Jihae (Jay) Cha's research centers on the role of education, particularly teachers, in promoting social cohesion among children and youth in conflict-affected countries. In her research, Jihae employs child-friendly visual methodologies to further explore refugee children's perceptions of peace, social cohesion, and resilience in both camp and refugee settings.
Jihyeon (Jessica) Lee's research aims to use Instagram as a pedagogical and methodological tool to interrupt and destabilize the dominant "at-risk" discourse surrounding youth's engagement in physical culture. Her particular focus is on investigating ethnic minority immigrant girls' perceptions of physical culture through social media.

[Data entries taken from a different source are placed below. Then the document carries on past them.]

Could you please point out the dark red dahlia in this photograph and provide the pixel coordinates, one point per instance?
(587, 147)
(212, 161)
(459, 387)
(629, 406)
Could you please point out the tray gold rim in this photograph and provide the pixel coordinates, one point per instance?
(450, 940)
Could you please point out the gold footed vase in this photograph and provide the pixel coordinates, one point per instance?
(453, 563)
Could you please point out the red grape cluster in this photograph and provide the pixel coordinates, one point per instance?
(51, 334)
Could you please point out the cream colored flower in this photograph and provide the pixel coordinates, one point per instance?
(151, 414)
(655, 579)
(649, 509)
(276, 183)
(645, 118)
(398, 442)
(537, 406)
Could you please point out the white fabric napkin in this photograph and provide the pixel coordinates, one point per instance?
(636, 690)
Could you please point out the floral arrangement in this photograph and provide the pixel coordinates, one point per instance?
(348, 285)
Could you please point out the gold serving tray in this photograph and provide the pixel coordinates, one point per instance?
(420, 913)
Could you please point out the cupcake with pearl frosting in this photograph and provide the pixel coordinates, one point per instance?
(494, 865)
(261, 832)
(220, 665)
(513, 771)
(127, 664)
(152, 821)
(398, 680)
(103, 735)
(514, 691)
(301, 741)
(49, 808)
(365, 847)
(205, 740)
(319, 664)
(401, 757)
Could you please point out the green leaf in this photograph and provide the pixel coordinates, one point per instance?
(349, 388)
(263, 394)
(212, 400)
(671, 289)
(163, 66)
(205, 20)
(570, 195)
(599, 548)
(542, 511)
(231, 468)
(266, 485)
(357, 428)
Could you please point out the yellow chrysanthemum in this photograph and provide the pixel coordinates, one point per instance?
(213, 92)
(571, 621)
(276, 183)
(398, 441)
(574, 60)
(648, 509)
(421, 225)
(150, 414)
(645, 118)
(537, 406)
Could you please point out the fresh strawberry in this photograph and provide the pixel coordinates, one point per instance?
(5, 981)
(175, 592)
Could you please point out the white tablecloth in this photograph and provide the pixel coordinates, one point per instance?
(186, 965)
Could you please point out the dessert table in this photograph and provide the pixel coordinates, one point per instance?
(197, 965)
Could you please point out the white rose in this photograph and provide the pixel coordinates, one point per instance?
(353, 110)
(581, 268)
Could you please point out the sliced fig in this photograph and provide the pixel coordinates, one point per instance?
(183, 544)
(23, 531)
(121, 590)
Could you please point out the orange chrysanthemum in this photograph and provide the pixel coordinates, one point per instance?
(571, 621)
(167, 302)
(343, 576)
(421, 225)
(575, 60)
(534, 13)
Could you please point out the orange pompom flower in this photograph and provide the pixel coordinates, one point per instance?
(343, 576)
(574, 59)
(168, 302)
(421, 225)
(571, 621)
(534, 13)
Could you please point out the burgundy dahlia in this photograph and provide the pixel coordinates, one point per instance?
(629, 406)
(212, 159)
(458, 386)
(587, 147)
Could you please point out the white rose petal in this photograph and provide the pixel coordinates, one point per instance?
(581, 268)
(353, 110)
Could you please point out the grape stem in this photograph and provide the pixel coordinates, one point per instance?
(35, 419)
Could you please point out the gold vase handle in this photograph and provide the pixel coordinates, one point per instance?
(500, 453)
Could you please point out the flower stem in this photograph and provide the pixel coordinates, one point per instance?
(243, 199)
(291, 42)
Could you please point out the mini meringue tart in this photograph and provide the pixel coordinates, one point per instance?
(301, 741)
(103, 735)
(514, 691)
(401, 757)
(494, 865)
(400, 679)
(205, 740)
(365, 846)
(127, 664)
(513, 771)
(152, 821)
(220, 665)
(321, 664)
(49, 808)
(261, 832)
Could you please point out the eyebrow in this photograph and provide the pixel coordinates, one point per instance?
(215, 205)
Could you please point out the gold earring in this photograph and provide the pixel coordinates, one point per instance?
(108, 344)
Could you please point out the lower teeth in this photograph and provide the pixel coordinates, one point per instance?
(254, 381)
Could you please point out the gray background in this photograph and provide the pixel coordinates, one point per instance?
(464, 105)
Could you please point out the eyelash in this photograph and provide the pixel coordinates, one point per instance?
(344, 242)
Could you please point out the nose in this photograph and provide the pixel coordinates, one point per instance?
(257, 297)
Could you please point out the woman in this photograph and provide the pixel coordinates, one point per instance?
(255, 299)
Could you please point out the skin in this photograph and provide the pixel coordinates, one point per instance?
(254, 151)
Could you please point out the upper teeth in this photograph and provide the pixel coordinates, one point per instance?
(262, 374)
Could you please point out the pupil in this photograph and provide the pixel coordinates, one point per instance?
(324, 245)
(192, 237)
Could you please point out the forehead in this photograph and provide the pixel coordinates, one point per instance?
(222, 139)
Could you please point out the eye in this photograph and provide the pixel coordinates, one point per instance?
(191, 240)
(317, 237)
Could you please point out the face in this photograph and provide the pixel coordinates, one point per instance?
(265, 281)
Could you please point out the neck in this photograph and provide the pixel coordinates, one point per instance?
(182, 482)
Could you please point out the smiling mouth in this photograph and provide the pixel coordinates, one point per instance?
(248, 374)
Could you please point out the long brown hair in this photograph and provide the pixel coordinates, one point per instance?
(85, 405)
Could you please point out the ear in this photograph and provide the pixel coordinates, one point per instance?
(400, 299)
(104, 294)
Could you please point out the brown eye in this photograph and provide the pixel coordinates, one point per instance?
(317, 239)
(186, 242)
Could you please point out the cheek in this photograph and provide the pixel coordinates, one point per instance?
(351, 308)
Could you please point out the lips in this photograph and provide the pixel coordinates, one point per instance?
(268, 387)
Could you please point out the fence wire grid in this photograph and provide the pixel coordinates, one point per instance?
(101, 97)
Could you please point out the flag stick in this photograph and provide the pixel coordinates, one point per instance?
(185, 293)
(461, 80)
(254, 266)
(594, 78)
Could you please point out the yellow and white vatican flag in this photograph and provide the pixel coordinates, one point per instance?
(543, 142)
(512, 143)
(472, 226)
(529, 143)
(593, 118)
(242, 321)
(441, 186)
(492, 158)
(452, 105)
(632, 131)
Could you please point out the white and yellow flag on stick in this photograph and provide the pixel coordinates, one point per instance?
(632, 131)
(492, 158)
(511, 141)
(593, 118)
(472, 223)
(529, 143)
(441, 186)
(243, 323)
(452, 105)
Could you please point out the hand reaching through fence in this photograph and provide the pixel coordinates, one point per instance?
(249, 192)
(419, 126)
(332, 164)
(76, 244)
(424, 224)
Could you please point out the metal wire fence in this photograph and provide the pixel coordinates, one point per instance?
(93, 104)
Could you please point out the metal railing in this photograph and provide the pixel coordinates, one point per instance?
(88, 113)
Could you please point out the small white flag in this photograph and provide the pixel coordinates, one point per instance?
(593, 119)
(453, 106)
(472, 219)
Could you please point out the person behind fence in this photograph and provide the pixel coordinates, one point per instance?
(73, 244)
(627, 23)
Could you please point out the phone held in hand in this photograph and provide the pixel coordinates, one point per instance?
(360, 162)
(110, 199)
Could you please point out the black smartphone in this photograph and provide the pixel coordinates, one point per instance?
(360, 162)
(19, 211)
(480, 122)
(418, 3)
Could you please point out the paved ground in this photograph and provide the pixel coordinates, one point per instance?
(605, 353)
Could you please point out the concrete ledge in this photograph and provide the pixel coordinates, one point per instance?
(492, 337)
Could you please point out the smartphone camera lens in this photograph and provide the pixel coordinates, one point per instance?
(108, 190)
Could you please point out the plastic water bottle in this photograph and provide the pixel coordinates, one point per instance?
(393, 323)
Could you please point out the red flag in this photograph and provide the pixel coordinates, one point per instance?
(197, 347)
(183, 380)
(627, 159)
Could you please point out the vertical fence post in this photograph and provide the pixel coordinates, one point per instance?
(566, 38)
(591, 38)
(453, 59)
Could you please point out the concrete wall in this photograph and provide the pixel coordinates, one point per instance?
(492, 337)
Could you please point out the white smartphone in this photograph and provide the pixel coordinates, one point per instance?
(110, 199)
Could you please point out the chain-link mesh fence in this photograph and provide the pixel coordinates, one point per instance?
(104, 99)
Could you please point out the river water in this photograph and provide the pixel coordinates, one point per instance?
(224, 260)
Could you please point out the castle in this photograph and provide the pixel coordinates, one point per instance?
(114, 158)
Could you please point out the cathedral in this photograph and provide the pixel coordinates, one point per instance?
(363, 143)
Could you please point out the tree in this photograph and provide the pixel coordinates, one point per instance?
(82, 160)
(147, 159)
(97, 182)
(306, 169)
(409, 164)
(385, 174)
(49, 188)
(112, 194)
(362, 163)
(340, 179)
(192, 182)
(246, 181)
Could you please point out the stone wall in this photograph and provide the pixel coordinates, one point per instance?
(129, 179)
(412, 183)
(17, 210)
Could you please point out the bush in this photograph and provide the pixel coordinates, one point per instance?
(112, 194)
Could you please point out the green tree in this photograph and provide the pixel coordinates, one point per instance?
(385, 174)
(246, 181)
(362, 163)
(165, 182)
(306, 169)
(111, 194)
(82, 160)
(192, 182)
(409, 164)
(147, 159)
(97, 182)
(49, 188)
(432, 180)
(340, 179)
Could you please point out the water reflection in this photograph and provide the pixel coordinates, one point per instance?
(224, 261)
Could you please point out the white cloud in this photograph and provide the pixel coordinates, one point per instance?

Carrie Safron aims to use visual research to open up a world of possibilities in health and fitness settings. She is interested in the way visual methodologies can help young people share their stories about health, fitness, and physical activity practices in their everyday lives.
Mara Simon's research explores the experiences of ethnic minority female physical education teachers from a critical perspective. She does this through a combination of narrative inquiry, life history, and visual methodology.
Tara Schwitzman uses visual and spatial methodologies to think more deeply about what it means to resist in a capitalist society. In particular, she is interested in how public spaces influence the ways in which we see certain images as political and how images politicize public spaces.
Sarah van den Berg's visual research explores the aesthetics of curriculum and learning environments. She's interested in using visual methods to understand how various communities and individuals imagine the purposes and possibilities of education.
Ilya Benjamin Washington is the Founding Creative Director of #Wearewelcomehere. His visual research explores the everyday disruption of space by ordinary people historically threatened with physical or symbolic displacement.
Patrick Keegan's (PhD, Social Studies Education, 2017) research explores how immigrant youth construct civic belonging by attending to their everyday enactments of citizenship across the contexts of school, neighborhood, and home. In doing this, he uses critical visual methodologies. The title of his dissertation is: Places of Civic Belonging among Transnational Youth.